Posted on Feb 26, 2013 in News

 
 

It has emerged that Ireland rugby players will spend the next two weeks learning how to hold and throw a ball after another defeat in the Six Nations Championship at the weekend.

 The Irish Rugby Football Union has demanded that players who earn hundreds of thousands of euro a year each take a specialist courses in “Ball Holding and Throwing” it became clear that they were having serious issues with basic skills. The course will involve them standing still on a field and holding the rugby ball for hours at a time.



He nearly had it: Sexton tries to teach a young lad not to drop the ball

A more advanced course will then see players being played random noises through headphones whilst they hold a ball. Players will receive a certificate of competence if they don’t drop the ball.

Players looked dejected at the final whistle in Murrayfield where Ireland lost 12-8 to Scotland.
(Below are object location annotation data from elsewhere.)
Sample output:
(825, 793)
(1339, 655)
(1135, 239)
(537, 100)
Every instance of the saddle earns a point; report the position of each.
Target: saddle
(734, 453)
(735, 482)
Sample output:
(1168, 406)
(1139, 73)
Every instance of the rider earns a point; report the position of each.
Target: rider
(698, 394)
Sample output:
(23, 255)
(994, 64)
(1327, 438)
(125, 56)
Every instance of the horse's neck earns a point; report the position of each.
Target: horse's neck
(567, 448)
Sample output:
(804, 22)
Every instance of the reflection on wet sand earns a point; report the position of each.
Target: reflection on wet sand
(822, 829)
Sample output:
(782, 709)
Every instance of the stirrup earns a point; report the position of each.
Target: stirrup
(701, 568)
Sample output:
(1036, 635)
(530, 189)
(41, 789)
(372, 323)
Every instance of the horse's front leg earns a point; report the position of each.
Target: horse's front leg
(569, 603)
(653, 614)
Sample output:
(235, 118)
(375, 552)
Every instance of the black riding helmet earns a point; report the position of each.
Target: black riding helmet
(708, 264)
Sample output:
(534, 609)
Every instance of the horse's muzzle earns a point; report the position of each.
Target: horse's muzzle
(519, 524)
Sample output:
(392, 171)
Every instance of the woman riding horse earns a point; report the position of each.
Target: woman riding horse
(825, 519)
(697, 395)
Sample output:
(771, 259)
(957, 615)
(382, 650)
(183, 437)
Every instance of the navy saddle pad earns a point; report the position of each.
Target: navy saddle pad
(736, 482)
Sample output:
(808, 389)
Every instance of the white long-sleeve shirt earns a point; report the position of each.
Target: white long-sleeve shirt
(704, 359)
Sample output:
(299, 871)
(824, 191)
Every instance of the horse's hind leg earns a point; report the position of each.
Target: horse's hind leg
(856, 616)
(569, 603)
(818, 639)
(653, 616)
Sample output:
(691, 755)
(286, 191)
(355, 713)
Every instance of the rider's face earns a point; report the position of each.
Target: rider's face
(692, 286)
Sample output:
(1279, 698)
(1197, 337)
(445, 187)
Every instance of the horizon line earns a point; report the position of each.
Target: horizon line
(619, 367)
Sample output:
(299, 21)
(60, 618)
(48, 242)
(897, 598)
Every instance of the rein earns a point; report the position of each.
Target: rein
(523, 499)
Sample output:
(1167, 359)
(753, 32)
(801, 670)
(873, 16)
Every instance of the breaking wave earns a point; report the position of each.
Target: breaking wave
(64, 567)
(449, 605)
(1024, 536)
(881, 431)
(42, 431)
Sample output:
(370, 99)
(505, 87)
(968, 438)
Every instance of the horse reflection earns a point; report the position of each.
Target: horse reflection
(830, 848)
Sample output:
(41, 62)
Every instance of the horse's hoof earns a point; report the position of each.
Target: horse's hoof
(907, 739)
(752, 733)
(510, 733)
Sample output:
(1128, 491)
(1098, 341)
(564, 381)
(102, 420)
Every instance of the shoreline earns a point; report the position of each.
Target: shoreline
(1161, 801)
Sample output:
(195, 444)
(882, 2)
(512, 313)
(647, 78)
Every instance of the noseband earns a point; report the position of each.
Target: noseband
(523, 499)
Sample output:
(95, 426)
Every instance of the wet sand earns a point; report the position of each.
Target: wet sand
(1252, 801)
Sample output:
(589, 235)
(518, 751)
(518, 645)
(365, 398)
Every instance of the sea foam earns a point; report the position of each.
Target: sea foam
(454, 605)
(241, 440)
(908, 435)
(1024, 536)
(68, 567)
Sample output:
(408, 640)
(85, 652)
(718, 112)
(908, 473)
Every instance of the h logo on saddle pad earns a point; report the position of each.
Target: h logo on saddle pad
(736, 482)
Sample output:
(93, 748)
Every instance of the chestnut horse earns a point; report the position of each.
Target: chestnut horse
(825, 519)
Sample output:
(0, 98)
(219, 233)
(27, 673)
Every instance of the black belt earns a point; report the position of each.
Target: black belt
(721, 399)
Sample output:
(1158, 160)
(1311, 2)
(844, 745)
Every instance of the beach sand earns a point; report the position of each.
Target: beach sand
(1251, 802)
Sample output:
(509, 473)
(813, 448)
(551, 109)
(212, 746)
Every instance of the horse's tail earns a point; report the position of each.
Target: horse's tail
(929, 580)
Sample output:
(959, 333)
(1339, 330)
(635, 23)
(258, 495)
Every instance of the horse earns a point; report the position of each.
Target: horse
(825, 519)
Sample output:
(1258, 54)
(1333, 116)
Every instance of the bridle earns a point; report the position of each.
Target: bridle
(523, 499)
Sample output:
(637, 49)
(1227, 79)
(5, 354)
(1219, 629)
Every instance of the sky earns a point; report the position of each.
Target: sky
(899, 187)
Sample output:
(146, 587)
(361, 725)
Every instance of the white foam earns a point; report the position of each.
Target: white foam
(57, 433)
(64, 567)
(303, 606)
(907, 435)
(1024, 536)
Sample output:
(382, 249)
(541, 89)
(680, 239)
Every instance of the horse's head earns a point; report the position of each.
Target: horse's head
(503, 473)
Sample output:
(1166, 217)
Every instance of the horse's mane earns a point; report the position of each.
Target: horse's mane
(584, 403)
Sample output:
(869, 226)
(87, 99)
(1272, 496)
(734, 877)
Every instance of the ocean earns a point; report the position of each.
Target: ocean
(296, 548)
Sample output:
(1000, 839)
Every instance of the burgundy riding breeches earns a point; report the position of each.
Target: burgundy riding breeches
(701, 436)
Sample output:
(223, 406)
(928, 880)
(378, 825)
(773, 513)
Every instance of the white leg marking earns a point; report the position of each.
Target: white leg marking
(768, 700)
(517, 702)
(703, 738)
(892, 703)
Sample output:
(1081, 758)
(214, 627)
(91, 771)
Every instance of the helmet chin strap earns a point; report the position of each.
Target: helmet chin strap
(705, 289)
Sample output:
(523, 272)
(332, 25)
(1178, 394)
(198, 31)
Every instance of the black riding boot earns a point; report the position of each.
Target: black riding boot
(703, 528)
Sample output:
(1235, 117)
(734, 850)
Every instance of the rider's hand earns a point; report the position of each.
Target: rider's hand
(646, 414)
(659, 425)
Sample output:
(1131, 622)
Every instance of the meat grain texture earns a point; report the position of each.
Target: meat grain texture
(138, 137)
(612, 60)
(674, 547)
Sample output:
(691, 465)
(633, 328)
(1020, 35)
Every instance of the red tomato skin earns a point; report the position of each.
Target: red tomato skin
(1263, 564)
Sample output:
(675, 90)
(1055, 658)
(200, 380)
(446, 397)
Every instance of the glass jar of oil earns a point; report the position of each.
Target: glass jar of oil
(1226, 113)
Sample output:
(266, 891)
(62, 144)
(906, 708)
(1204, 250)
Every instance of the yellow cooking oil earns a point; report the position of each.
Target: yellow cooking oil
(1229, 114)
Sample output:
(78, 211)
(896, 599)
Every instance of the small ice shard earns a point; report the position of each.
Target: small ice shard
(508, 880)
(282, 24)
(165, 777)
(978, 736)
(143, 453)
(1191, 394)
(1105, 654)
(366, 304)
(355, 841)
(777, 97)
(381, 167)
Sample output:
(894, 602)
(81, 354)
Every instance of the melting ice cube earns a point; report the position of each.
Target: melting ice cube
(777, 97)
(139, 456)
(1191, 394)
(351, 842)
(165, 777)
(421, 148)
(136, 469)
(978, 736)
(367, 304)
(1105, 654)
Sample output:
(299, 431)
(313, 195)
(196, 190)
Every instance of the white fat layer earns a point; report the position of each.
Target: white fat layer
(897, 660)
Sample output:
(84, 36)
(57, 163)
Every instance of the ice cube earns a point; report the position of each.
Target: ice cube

The game ended when one Irish player was unable to complete a complicated “catch task”.

A spokesman said, “we have been stressing to the players from a young age that the objective is to throw the ball TO another player and not at the ground and most of them are still finding this very difficult despite the large amount of money we give them.”


Mike McCarthy drops the ball


Rugby relies heavily on human’s primary motor neuron skills and eye-hand co-ordination to catch the large foot-long ball – something Ireland’s professional players have been struggling with of late.

“Catching is a very hard skill to learn”, said one frustrated player after Sunday’s game, “most people wouldn’t realise it until they try it. It’s easily as hard as not dropping your lunch tray in the canteen or holding on to your poo when you're not in a toilet”.



He-Slip: Captain Droppy drops the ball.


The IRFU is said to be considering a change of coach as current Cork bainisteoir Declan Kidney has spent over three years trying to teach players to throw, catch and hold a ball with only moderate success.  

A source close to the coach said “sometimes the players remember but recently they’ve been forgetting a lot. Dropping the ball just seems like more fun so it’s hard work trying to encourage them not to do it.”



And again a few minutes later

Others believe that Ireland rugby players may be spending too much time in front of mirrors practicing cringing “hard faces” for advertisements instead of practicing the three crucial skills of throwing, catching and holding.